Sometimes I think about this baby that Kenya and I made and I hope that it's a girl. I remember the night we conceived it - it was the middle of summer and we were living together. Yolanda had taken the boys down to Florida for a few weeks so I was free to do what I wanted. I told Kenya I was going to get her pregnant after we had drank an entire bottle of honey wine. I said it as a joke at first, but the wine had me going. That night the sex was so good, we threw all caution to the wind and fucked without rubbers. I knew I shouldn't have cum inside of her, but it felt so good to feel her, I couldn't help myself. 


I want to be there for her and the kid, but I don't trust her to not turn crazy on me. She tells me nobody has ever fucked her as well as I do, and good dick can make a woman go nuts. Trust me, I've seen it happen before. Our summertime shack-up gave her a sampling of what it would be like to have me round the clock, and in hindsight, I hate that she had that experience. She suggested we run off and get married and I let her daydream about it, but when I realized she was serious, I nipped that in the bud real quick. All I need is two sets of alimony payments. 

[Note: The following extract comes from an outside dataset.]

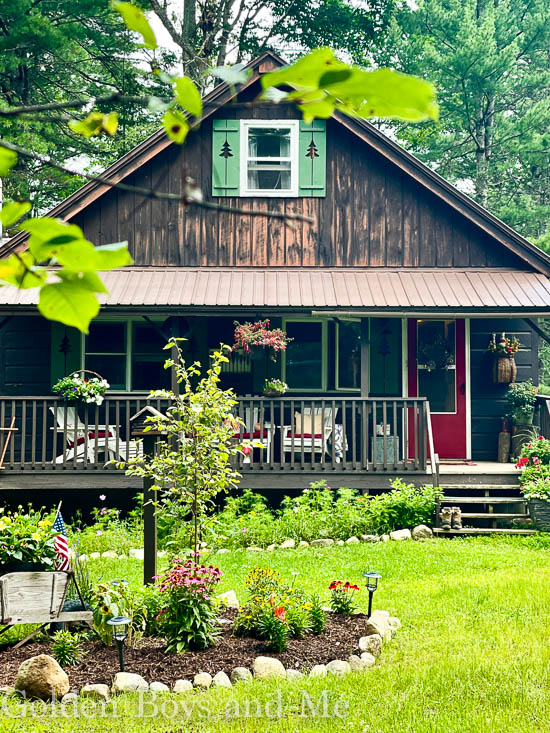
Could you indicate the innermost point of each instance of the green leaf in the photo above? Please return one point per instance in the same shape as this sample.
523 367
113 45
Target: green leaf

I do love her though, in my own way, and I want my kid to know it's daddy. It's frustrating trying to figure out the right thing to do, and the more I drink this Hennessy, the more confused I get. 

I'm so tired of thinking about what Kenya wants and what Yolanda wants - it's time I put Nasir first. I'm always at the beck and call of some woman, whether I'm trying to get the pussy or trying to keep her from telling everybody I got the pussy that I have worn myself out. What I really want to do is start over fresh, somewhere other than in LA. Somewhere other than California for that matter. Somewhere where nobody has any back information on Nasir Armstrong. I want to go back to school and get a graduate degree, and this new baby might be the push I need to really get that going. I know this whole situation is going to come to a head eventually and I want to be sure my exit strategy is in place by then. 


I think I'll call Pam and see what she's up to for tonight.